Shirley Temple Black, the precocious child star to end all child stars, died late Monday night. She was 85.
A publicist for the actress says Temple died of natural causes at her Woodside, Calif. home as she was surrounded by family and caregivers.
The young tap-dancing star with the perfect corkscrew curls and dimpled smile got her start during the 1930s, a time when much of America needed a pick-me-up to escape the reality of The Great Depression. Temple rose to fame with her role in War Babies as a part of the Baby Burlesks short films series.
During the height of her career, she was featured in more than 20 films and undoubtedly gained more popularity than old Hollywood talents such as Clark Gable and Greta Garbo. By the age of 10, her asking salary was $50,000 per movie.
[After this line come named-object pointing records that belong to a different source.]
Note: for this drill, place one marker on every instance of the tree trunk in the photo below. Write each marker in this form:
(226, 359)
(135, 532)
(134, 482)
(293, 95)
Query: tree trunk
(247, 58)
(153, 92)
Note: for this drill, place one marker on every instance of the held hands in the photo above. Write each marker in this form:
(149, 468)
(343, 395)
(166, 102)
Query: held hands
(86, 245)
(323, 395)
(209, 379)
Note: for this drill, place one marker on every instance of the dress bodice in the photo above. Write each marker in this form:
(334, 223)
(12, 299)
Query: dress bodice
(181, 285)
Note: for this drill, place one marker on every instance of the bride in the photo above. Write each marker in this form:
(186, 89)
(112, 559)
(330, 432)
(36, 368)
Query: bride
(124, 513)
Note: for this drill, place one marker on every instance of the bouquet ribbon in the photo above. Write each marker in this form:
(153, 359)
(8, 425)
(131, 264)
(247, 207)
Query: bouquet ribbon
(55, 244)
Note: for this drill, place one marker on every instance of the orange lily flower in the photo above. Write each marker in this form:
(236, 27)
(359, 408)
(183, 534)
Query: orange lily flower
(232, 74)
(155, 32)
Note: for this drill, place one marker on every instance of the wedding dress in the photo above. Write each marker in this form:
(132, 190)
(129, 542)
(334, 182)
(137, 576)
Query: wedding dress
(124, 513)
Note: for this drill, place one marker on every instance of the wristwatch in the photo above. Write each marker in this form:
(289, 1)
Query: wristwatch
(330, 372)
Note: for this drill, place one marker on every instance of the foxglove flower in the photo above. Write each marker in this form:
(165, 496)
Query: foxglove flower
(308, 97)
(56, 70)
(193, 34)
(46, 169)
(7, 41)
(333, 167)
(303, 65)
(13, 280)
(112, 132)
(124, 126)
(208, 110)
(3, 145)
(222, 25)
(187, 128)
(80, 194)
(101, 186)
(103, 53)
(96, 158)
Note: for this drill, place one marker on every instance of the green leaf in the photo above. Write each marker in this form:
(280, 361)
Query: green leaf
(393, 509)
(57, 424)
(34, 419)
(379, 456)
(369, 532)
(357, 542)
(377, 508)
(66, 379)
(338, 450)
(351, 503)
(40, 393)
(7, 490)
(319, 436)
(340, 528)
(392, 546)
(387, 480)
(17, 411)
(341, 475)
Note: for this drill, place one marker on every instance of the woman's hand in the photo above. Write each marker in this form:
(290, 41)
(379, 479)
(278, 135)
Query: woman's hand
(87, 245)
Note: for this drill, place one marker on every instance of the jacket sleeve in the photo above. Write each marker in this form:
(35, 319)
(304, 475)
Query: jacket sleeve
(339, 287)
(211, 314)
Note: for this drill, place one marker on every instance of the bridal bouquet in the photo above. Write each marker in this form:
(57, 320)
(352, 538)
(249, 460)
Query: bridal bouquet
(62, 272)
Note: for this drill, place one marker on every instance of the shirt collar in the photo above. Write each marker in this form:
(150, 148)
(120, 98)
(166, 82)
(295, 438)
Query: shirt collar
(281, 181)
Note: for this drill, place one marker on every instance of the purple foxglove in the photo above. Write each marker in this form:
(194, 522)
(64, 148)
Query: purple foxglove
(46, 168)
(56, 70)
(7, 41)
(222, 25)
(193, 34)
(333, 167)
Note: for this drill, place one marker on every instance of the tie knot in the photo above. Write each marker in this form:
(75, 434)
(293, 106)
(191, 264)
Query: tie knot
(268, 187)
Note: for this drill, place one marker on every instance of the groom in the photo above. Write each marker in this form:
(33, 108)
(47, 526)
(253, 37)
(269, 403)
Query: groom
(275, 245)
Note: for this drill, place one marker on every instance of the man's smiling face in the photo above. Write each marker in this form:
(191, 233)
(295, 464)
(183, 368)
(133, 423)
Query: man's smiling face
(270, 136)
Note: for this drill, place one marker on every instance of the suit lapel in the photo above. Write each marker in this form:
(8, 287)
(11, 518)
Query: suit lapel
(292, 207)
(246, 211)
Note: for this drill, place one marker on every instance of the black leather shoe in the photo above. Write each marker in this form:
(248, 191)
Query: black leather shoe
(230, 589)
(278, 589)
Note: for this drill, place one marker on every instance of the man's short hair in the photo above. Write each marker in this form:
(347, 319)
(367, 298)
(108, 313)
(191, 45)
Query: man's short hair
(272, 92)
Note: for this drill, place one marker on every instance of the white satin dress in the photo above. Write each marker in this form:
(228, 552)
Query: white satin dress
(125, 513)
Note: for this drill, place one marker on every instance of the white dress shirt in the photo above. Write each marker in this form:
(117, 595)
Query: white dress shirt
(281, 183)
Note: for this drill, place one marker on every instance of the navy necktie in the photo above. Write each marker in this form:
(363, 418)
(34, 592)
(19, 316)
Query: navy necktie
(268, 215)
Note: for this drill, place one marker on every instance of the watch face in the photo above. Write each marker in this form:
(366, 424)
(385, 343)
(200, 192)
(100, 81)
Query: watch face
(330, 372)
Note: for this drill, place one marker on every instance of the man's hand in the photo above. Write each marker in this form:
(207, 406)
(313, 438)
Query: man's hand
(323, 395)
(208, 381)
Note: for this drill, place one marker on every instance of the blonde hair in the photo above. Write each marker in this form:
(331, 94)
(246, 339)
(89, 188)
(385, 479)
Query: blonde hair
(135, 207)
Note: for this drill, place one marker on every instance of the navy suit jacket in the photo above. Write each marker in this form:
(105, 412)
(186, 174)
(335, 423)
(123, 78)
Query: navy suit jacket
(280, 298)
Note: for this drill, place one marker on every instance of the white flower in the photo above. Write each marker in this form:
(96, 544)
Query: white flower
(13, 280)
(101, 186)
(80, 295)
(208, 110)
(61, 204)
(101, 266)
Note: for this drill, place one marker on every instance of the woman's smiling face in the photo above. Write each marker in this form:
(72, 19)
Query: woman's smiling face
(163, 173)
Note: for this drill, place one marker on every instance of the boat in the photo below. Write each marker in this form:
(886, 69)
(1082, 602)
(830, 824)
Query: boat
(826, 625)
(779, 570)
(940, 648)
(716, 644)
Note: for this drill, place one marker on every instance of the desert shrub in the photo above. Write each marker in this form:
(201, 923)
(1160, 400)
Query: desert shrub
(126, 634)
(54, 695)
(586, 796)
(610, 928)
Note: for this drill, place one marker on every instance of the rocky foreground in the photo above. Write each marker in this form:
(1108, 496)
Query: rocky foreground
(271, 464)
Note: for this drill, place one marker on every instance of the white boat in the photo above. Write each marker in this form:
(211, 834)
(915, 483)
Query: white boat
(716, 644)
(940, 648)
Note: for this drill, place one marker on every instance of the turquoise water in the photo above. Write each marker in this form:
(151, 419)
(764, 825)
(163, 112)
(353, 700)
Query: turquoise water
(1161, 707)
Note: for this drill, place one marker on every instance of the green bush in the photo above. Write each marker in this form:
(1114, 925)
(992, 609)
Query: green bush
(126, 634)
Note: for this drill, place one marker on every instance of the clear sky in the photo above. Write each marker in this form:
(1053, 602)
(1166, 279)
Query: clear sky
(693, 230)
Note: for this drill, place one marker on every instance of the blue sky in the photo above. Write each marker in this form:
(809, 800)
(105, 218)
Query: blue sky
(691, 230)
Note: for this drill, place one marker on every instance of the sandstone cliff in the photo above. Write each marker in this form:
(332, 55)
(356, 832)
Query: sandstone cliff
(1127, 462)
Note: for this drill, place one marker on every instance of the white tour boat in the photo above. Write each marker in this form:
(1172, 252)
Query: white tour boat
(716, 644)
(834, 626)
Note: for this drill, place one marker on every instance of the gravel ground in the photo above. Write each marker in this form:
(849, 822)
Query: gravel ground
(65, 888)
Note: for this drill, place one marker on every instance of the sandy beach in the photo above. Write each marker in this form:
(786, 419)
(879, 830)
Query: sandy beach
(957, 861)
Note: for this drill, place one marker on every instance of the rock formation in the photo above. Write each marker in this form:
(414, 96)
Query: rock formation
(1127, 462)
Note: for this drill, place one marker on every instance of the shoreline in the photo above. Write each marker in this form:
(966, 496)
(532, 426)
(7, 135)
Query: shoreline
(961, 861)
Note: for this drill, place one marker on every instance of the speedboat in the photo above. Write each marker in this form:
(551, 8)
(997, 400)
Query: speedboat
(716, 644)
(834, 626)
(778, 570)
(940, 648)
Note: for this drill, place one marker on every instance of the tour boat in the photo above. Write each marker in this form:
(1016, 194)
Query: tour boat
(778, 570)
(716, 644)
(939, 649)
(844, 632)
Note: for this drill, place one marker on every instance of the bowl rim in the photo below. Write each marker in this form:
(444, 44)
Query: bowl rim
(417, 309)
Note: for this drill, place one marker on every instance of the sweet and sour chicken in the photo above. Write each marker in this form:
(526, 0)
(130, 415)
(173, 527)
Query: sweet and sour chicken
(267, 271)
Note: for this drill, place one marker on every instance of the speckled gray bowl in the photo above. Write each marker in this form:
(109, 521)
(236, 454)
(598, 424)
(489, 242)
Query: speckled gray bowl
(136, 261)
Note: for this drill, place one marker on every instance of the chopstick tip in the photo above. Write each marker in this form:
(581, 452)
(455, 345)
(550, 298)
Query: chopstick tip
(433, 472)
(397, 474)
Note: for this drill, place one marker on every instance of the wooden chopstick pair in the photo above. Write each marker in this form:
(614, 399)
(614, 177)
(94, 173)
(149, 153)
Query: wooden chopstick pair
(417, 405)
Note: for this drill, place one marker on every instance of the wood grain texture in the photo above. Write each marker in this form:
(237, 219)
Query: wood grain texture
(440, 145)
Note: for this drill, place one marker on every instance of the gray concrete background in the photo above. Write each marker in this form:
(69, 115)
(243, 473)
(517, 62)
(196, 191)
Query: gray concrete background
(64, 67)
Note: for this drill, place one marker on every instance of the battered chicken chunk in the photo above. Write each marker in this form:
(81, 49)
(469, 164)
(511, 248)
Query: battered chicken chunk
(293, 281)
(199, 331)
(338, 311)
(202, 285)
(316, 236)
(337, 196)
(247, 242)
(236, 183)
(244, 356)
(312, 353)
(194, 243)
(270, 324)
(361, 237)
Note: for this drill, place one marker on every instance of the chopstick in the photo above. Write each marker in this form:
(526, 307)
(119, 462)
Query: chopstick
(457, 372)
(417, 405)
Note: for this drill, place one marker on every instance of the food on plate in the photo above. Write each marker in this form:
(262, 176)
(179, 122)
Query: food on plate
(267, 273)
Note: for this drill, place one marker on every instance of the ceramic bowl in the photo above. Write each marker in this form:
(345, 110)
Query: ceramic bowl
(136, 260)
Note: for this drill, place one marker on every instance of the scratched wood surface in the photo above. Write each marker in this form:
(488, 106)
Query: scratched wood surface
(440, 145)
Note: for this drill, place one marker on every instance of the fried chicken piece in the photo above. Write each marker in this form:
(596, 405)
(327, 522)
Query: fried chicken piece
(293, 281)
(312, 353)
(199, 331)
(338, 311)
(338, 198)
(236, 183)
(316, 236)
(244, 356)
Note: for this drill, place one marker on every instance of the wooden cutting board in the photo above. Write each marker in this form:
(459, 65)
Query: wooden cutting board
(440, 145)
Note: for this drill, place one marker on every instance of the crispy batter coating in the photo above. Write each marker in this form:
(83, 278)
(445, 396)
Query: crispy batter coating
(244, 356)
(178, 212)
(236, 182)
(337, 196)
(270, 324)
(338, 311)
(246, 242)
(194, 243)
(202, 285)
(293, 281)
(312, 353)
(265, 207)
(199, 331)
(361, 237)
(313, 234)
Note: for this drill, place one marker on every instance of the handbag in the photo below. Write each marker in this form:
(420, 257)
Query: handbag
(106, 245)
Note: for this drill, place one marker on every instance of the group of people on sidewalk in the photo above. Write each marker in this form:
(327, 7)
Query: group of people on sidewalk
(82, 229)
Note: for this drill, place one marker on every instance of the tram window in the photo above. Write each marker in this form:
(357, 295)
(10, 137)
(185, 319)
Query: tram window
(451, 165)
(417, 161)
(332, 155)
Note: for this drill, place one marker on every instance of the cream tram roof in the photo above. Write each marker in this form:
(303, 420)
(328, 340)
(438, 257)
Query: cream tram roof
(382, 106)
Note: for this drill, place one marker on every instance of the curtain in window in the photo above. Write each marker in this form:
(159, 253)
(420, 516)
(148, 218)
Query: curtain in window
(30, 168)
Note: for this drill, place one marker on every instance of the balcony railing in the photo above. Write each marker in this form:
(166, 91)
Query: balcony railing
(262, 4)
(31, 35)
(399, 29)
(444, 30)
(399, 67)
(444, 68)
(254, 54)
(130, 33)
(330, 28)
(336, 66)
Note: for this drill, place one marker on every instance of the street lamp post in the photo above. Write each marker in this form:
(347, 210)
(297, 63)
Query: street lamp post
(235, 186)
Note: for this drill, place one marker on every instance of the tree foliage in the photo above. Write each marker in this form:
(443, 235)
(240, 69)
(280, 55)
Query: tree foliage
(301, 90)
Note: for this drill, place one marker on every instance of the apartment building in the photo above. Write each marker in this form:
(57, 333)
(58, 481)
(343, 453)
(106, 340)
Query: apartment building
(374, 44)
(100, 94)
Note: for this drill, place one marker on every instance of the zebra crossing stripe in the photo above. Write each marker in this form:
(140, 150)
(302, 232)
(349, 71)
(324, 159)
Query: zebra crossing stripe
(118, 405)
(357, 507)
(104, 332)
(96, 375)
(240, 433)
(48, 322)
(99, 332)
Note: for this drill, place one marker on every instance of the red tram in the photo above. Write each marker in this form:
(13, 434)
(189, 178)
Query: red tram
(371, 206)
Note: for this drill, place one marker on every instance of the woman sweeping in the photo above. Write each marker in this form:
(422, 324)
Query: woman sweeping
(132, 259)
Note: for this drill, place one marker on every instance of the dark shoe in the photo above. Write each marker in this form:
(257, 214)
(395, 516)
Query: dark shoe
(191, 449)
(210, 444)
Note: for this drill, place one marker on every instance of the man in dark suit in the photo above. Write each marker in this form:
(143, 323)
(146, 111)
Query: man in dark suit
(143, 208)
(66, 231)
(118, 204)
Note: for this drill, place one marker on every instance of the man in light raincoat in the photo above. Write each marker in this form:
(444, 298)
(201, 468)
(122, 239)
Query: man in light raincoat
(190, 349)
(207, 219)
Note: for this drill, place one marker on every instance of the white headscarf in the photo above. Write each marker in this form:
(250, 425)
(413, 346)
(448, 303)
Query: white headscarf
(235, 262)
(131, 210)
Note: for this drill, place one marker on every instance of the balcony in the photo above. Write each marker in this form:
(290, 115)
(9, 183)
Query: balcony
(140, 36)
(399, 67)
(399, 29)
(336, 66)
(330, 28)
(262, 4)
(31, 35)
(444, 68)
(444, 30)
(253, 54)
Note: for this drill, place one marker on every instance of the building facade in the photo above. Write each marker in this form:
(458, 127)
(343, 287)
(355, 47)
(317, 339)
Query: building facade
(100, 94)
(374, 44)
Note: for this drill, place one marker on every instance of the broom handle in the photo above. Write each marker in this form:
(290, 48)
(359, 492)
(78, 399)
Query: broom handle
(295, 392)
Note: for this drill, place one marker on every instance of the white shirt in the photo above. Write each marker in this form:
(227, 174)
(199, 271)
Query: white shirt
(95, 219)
While she starred alongside Hattie McDaniel, James Dunn, Adolphe Menjou, Jack Haley, Buddy Ebsen and others, it was her partnership with legendary entertainer Bill "Bojangles" Robinson over four films that stood out among the rest.
Despite their 50-year age difference and racial tensions in America, Temple noted Robinson as her favorite co-star.
After marrying Charles Black, Temple eventually stepped away from the spotlight and carved out a career as a foreign diplomat. Per CNN, she served in the U.S. delegation to the United Nations from 1969 to 1974, was U.S. ambassador to Ghana from 1974 to 1976 and U.S. ambassador to Czechoslovakia from 1989 to 1992.
Temple's professional credits included Red Haired Alibi, Out All Night, Curly Top, Heidi, Stand Up And Cheer!, Little Miss Marker, Bright Eyes and more.
Funeral arrangements for Temple are pending.